Riguardo a Joker, dopo Ledger è arrivata la dimenticabile incarnazione di Jared Leto in Suicide Squad, a cui succederà quella di Joaquin Phoenix nel film di Todd Phillips dedicato al clown di Gotham, una origin story ancora semi-avvolta nel mistero.

Anche se con più fatica del previsto, la bat-ruota continua a girare, ma la verità è che Il Cavaliere Oscuro non può confrontarsi con nessuno di questi ecosistemi, perché opera a sé anche all’interno della sua stessa trilogia. Eppure, se di retaggio vogliamo parlare cercando un film che abbia la stessa capacità di evolvere il cinecomic in qualcos’altro, un “erede” lo vedo in Logan, ultimo capitolo della trilogia di Wolverine. Fra tutti i titoli usciti in questi anni è quello che trovo più vicino al film di Nolan per forza emotiva e capacità di rendersi indipendente dal genere di riferimento per farsi storia totale di redenzione, vendetta, morte e perdono.

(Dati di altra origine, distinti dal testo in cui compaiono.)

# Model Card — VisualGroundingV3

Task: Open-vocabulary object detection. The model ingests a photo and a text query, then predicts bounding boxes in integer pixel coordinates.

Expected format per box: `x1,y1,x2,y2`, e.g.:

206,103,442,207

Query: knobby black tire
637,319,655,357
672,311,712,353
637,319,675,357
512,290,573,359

Come nel 2008, Logan oggi è l’esempio di un film che rompe i suoi confini tradizionali per diventare un prodotto dal respiro più ampio, quasi come fosse un organismo che nasce, cresce e muore nel suo breve ciclo di vita. Un’evoluzione ancora troppo discontinua nel panorama dei blockbuster, ma preziosa per capire le sfumature infinite dell’intrattenimento di massa.